A recent breakthrough by a team from the University of Illinois has brought new hope for food security in the face of climate change. Researchers have engineered potatoes to be more resilient to extreme heat, achieving a remarkable 30% increase in tuber mass under heatwave conditions. This innovative work highlights the potential of enhancing photosynthesis as a strategy for developing climate-resilient crops, which could play a crucial role in addressing the challenges posed by global warming.
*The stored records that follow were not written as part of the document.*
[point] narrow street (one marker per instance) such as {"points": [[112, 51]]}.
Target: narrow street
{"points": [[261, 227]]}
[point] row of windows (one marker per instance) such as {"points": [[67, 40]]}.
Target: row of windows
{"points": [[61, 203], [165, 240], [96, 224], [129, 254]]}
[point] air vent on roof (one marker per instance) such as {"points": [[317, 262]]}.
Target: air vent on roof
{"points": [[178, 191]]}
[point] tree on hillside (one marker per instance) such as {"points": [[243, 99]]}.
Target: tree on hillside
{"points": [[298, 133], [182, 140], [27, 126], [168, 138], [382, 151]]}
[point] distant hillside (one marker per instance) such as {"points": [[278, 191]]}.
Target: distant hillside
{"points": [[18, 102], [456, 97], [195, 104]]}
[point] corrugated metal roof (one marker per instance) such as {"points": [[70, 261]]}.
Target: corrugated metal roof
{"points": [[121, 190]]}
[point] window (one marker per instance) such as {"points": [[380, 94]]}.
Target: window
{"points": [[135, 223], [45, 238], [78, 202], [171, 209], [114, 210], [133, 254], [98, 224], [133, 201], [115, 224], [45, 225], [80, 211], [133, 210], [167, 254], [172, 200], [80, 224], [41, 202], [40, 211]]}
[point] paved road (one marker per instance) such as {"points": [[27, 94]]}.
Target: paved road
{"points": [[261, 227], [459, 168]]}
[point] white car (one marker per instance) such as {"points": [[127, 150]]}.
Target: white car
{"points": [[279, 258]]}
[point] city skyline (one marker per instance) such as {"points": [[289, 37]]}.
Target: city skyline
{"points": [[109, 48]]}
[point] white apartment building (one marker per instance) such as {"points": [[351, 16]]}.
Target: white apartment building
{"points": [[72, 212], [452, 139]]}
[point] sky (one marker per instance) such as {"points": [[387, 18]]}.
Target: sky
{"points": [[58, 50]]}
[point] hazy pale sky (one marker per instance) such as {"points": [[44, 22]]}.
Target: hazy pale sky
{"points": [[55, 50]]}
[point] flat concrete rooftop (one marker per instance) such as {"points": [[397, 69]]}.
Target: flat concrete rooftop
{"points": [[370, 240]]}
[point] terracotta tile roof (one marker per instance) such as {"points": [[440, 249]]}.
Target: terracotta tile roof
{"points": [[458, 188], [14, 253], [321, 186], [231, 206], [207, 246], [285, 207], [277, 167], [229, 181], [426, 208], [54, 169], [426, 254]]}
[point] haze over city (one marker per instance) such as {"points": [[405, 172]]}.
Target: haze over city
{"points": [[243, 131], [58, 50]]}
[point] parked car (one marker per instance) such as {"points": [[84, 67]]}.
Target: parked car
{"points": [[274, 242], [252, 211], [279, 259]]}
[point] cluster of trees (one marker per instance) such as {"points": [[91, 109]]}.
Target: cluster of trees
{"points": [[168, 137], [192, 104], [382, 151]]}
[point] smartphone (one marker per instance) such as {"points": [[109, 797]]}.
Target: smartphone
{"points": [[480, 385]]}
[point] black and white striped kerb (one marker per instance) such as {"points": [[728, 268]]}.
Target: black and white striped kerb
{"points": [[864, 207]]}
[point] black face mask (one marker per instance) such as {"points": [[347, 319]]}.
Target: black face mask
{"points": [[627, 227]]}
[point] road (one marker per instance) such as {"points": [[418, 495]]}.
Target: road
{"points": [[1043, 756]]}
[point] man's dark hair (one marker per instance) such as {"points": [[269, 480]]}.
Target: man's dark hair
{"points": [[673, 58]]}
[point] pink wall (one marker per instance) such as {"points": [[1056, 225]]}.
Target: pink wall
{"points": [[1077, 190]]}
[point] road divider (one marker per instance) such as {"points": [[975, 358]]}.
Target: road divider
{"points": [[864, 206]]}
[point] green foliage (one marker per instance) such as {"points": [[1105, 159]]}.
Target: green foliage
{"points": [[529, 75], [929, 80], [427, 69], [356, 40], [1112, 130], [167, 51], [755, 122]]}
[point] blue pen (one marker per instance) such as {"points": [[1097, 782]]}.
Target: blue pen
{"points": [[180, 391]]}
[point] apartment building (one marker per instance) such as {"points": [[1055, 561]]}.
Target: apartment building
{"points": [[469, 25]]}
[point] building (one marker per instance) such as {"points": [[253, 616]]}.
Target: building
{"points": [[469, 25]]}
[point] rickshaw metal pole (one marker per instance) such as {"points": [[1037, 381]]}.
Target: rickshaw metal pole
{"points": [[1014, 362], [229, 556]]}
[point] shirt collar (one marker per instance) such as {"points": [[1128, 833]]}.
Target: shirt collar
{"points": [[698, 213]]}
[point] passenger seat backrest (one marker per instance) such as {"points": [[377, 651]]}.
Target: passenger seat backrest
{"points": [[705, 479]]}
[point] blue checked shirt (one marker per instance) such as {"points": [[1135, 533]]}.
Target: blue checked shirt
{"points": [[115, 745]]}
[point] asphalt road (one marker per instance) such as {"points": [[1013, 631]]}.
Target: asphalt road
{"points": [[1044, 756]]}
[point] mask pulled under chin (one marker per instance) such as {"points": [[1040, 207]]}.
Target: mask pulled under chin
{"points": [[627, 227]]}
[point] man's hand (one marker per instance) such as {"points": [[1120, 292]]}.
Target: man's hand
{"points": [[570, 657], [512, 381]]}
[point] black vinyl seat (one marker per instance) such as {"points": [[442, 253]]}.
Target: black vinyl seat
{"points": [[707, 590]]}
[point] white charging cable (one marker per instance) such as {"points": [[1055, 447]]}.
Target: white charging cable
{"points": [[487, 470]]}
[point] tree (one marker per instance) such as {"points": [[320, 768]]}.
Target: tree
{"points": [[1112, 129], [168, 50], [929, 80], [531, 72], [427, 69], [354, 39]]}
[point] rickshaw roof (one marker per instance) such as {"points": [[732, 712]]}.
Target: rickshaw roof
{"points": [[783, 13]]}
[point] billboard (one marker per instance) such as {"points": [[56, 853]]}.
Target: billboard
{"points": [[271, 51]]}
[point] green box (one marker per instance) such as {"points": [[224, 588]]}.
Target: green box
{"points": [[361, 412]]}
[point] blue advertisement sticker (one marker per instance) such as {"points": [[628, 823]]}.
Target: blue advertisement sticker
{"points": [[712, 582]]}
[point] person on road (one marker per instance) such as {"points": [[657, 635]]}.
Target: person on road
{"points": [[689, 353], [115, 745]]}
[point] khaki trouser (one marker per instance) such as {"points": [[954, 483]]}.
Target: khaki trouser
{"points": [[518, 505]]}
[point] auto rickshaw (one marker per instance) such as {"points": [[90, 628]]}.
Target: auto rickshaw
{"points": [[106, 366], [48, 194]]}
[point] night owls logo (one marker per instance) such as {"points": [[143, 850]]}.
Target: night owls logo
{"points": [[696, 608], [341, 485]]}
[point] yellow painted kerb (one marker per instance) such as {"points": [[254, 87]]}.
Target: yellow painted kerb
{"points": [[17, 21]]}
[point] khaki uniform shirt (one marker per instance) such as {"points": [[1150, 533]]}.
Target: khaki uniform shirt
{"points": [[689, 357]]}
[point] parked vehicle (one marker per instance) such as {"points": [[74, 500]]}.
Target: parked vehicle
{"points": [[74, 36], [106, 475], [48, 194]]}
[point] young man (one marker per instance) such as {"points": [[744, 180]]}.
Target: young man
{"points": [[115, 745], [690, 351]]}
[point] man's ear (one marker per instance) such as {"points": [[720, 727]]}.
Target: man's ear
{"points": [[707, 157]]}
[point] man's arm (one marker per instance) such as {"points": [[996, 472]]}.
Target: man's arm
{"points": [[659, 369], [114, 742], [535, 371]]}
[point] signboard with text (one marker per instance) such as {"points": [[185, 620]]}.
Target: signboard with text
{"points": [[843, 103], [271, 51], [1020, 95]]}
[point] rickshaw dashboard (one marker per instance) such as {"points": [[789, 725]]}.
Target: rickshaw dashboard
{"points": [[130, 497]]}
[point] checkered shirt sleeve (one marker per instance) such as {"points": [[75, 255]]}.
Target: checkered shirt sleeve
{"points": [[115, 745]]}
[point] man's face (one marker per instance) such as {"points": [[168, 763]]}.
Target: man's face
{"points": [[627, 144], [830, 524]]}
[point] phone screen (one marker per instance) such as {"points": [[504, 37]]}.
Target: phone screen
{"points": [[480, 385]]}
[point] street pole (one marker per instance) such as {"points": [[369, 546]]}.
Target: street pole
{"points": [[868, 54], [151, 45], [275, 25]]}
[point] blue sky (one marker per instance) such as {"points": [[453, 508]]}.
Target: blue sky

Katherine Meacham-Hensold, the scientific project manager for the Realizing Increased Photosynthetic Efficiency (RIPE) project, emphasized the urgency of this research. “We need to develop crops that can withstand more frequent and intense heatwaves if we are to meet the growing food demand in regions most at risk from reduced yields due to climate change,” she stated. As erratic weather patterns increasingly lead to crop failures, especially in vulnerable areas, the ability to enhance the resilience of staple crops like potatoes could prove invaluable for families relying on them for sustenance.
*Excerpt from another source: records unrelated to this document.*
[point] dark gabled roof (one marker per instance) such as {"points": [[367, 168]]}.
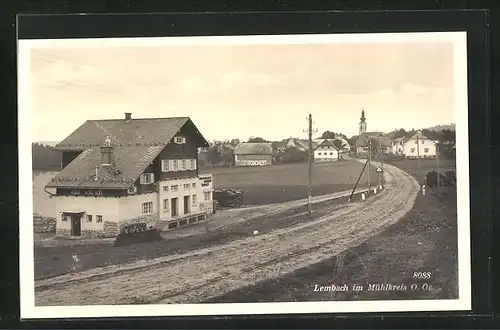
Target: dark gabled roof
{"points": [[253, 149], [128, 164], [141, 131], [325, 142]]}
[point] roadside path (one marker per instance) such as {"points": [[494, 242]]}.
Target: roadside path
{"points": [[208, 272]]}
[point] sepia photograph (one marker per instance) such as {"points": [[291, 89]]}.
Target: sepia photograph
{"points": [[244, 175]]}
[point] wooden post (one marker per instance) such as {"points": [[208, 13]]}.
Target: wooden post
{"points": [[311, 158]]}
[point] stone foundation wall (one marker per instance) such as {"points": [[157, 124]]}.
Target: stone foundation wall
{"points": [[43, 224], [86, 234], [63, 232]]}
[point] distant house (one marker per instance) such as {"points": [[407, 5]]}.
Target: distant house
{"points": [[385, 144], [419, 146], [253, 154], [279, 146], [125, 171], [325, 151]]}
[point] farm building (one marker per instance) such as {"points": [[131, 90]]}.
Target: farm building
{"points": [[326, 151], [419, 146], [253, 154], [119, 172]]}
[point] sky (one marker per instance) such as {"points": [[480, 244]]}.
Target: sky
{"points": [[239, 91]]}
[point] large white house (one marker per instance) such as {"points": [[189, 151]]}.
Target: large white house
{"points": [[419, 146], [118, 172]]}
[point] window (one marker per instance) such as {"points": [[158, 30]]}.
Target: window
{"points": [[147, 178], [166, 165], [179, 140], [147, 208], [132, 190]]}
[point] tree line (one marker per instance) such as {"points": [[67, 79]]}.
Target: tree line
{"points": [[44, 158]]}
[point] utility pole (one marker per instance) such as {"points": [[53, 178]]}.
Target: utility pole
{"points": [[310, 132], [369, 163]]}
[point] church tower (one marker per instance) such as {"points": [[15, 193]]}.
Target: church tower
{"points": [[362, 123]]}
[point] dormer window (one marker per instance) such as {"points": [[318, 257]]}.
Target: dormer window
{"points": [[179, 140]]}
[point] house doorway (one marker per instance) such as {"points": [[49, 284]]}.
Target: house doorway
{"points": [[173, 204], [76, 224], [186, 204]]}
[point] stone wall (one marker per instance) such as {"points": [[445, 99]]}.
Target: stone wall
{"points": [[43, 224]]}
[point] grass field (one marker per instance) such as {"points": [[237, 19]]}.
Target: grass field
{"points": [[281, 183]]}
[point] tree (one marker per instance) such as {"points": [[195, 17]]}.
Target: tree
{"points": [[213, 155], [376, 148], [257, 139], [338, 144]]}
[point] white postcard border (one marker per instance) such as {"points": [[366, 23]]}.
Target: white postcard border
{"points": [[28, 308]]}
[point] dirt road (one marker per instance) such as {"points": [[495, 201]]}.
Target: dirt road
{"points": [[201, 274]]}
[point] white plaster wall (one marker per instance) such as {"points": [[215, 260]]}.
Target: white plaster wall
{"points": [[179, 194], [130, 207], [106, 206], [325, 154]]}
The innovative approach taken by the University of Illinois team involved engineering potatoes with a photorespiratory bypass. This modification allows the plants to avoid a significant energy drain that occurs when the enzyme rubisco reacts with oxygen instead of carbon dioxide—a process that is exacerbated by high temperatures. The traditional photorespiration can reduce crop yields by as much as 40% in various crops, including soybean and rice. By bypassing the original photorespiratory pathway, the researchers aimed to reduce the energy wasted on metabolizing toxic byproducts, allowing more energy to be directed toward growth.
The research team began by cultivating the modified potatoes in a greenhouse before transplanting them into the field, where they were subjected to extreme heat conditions. During a summer heatwave in 2022, temperatures soared above 95°F (35°C), reaching as high as 100°F (38°C). While the genetically engineered potatoes thrived, exhibiting robust growth, the control group struggled with heat stress, underscoring the effectiveness of the modification.
Published in the journal Global Change Biology, the study not only showcased the enhanced growth of the engineered potatoes but also confirmed that these changes did not compromise the nutritional quality of the crop. Don Ort, the Robert Emerson Professor of Plant Biology and Crop Sciences and Deputy Director of the RIPE project, highlighted that food security encompasses both the quantity and quality of food produced. “Food security is not just about the amount of calories that can be produced but we must also consider the quality of the food,” he noted.
The implications of this research extend beyond potatoes. While additional multi-location field trials are necessary to validate these findings in various environments, the success of the engineered potatoes raises hopes for similar advancements in other root crops, such as cassava. This is particularly significant for Sub-Saharan Africa, a region that is already grappling with the impacts of climate change and could greatly benefit from crops that can withstand rising temperatures.
The RIPE project, supported by Bill & Melinda Gates Agricultural Innovations (Gates Ag One), aims to improve food security by developing crops that can convert sunlight into food more efficiently. The project’s focus on enhancing photosynthesis is a promising avenue for tackling the challenges posed by climate change, especially as global food demand continues to rise. The engineering of climate-resilient crops like potatoes could be a game-changer in ensuring that vulnerable populations have access to reliable food sources, even in the face of increasingly erratic weather patterns.